Scientists Discover How to Keep Plasma In Fusion Reactors Stable
In 2017, researchers made an enormous leap by moving one step closer to stable fusion nuclear energy. They discovered a way to stabilize plasma in fusion reactors, thus preventing temperatures and densities from oscillating.
It is believed that nuclear fusion is the answer to providing inexhaustible green energy just as long as researchers can control this kind of power source. And now, it seems that they are closer to stabilizing plasma in fusion reactors, even though it is through simulations!
Recently, a group of researchers in New Jersey at the US Department of Energy’s Princeton Plasma Physics Laboratory from the Princeton University ran several simulations, trying to stabilize plasma in fusion reactors. Lo and behold, they discovered a way to do it!
Plasma is one of the states of matter. If we talk about our typical situations on earth, plasma does not qualify as a liquid, solid, or gas matter. In the universe, it is found in abundance in stars.
On Earth, scientists are able to generate a plasma state that is formed in fusion reactors by highly charged particles. That said, it is quite a challenging process to stabilize the plasma.
More often than not, plasma is found oscillating in density and temperatures, and due to this, there is generally a halt in the nuclear fusion reaction — a process called sawtooth instability which occurs when the current becomes strong enough to destabilize and halt the reactions.
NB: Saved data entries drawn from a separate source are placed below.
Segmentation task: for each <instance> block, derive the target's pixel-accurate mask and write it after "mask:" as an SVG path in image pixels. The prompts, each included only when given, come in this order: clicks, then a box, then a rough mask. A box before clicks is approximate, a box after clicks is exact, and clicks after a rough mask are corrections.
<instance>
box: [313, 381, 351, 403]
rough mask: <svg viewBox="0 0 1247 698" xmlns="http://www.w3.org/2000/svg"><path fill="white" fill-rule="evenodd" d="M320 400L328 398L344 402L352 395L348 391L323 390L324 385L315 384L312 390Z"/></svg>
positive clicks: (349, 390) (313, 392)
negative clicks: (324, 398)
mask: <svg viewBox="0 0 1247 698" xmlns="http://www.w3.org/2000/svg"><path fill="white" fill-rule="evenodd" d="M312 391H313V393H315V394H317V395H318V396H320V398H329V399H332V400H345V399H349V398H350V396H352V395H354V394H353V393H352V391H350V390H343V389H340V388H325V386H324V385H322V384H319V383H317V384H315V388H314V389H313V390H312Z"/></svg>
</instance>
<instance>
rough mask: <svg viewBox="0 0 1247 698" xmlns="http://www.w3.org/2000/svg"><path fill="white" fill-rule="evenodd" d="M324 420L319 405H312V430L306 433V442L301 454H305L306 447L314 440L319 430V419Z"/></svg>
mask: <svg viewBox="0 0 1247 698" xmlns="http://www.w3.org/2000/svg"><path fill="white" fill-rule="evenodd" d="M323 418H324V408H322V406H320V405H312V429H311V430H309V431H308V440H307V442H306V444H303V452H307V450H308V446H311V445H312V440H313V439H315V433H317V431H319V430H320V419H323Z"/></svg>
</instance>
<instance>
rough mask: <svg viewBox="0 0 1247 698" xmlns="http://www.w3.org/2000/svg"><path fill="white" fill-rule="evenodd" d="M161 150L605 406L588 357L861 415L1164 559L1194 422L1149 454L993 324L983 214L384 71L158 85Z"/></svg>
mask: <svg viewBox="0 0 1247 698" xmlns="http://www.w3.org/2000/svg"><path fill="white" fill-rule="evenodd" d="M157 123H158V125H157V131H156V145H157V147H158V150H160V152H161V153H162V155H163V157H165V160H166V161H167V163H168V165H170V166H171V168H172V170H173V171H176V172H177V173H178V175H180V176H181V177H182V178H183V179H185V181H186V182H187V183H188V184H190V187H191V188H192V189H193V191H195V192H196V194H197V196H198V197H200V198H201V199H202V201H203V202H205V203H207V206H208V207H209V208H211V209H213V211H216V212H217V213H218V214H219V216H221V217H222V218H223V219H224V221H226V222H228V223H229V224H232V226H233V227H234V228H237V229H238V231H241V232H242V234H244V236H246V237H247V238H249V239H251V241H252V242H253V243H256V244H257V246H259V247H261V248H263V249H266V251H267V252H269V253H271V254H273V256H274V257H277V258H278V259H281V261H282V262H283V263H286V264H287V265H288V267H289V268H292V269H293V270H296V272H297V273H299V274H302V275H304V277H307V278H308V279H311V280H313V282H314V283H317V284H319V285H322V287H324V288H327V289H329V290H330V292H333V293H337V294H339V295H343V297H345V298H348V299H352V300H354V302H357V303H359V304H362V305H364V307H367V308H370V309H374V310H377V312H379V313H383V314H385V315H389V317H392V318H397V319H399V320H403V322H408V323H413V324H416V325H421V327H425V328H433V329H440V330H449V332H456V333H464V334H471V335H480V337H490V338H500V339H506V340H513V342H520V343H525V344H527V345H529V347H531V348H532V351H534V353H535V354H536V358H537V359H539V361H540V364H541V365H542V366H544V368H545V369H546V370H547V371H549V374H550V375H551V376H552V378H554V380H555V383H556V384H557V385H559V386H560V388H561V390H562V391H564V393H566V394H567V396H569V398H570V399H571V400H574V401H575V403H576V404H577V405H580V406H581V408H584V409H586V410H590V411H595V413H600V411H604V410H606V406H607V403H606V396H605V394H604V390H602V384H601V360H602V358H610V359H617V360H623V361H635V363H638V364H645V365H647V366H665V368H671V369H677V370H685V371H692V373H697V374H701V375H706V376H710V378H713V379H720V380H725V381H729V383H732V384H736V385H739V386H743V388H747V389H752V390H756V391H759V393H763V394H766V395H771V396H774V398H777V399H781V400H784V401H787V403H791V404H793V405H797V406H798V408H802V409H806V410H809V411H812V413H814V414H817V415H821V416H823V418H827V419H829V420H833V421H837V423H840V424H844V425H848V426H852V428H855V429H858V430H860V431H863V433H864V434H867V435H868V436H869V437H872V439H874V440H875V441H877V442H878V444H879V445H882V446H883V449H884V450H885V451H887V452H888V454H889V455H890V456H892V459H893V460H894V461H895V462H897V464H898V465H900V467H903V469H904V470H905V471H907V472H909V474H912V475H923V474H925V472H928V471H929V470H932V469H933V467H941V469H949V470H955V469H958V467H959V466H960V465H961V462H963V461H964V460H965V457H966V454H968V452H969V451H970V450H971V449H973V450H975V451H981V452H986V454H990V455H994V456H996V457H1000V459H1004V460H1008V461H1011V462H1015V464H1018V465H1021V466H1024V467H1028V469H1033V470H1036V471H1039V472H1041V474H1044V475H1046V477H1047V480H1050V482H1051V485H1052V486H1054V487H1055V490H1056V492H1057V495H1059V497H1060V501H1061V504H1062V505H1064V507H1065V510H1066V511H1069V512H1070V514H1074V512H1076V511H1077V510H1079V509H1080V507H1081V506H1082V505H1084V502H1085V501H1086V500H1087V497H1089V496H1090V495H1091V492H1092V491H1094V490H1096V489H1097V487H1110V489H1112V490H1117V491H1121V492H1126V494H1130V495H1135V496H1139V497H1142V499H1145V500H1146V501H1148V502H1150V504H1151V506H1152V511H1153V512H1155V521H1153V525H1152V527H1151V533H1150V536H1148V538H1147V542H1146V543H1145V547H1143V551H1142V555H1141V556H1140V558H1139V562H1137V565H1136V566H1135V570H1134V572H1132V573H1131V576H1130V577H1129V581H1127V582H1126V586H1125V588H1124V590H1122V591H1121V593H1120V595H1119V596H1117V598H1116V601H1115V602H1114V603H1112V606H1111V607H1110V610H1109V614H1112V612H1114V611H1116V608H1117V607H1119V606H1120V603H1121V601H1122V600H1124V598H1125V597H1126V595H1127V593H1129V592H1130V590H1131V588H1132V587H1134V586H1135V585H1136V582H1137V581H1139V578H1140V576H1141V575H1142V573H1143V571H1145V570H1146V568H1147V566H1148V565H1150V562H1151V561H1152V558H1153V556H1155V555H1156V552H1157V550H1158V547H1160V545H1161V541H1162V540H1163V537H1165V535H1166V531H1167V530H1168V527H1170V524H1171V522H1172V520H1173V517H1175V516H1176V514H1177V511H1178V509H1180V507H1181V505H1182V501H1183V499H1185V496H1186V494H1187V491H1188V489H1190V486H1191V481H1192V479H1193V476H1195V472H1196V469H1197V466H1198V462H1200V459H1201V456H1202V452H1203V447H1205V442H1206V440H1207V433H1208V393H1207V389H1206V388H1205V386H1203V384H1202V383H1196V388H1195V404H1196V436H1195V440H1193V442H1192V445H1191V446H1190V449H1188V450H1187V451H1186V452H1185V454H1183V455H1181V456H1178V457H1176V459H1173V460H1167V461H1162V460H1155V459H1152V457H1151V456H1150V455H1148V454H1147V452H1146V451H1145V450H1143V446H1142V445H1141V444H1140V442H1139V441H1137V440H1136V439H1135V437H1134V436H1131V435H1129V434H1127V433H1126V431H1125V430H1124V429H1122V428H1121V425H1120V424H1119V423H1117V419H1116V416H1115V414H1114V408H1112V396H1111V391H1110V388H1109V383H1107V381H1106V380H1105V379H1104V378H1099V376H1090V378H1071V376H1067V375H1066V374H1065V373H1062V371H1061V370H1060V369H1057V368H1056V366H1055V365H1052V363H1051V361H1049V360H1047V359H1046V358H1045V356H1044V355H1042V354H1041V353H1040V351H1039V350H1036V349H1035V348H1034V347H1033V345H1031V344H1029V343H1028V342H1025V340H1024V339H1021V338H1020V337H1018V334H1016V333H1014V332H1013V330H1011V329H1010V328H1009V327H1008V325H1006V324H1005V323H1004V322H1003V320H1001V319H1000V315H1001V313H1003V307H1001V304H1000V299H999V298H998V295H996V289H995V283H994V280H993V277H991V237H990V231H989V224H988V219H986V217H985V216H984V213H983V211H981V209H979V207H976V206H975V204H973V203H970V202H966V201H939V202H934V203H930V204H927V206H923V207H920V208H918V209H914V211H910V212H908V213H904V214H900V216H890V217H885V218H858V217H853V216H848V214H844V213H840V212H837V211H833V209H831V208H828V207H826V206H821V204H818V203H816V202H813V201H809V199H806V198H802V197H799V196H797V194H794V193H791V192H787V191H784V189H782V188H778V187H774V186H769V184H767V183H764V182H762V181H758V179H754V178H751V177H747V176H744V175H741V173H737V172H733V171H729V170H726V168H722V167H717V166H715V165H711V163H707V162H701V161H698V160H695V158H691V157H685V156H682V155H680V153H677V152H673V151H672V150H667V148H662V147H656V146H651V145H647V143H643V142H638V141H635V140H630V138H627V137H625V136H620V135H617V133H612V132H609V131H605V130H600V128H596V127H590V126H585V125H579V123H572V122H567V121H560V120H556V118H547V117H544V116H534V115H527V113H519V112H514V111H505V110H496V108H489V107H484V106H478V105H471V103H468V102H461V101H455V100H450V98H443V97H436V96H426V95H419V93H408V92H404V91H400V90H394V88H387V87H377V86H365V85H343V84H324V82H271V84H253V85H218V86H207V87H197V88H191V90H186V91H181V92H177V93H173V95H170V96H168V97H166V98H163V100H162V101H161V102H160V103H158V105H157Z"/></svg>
However, the scientists in New Jersey might just have found a way to stabilize plasma through simulation in nuclear fusion reactors. Researchers followed the examples set by the stars in the universe and tried to replicate those same processes within several fusion reactors.
In the reactors, super-heated hydrogen atoms suspended in plasma, crash into each other, which results in the splitting of atoms into highly charged ions and electrons. The ions and electrons then fuse to form helium.
This process generates high amounts of heat and energy that can be harnessed for the production of electricity.
To keep the current in the core of the plasma, the reactor makes use of a magnetic flux pumping mechanism. This also keeps some of the plasmas stable to keep the reactions going rather than halting it.
If we go by the latest simulations, two hybrid scenarios can prompt magnetic flux pumping. One scenario is where the plasma is stable (H-mode) while the other scenario is in which the plasma leaks some kind of energy (L-mode).
In the PPPL simulations, the flux pumping was developed with a hybrid scenario where the current remains flat in the plasma core and the pressure of the plasma is sufficiently high. The combination results in a ‘quasi-interchange mode’ that mixes up the plasma while deforming the magnetic field.
This mixing effect ensures that the current maintains flatness while avoiding the possibility of sawtooth instability formation.
This research was led by Isabel Krebs, post-doctoral research associate, who talked about the future applications of this discovery saying, "This mechanism may be of considerable interest for future large-scale fusion experiments such as ITER.”
Clearly, this breakthrough in the stabilizing of plasma is a step in the right direction towards going green in the future.
Details of this new research have been published in the Physics of Plasma journal.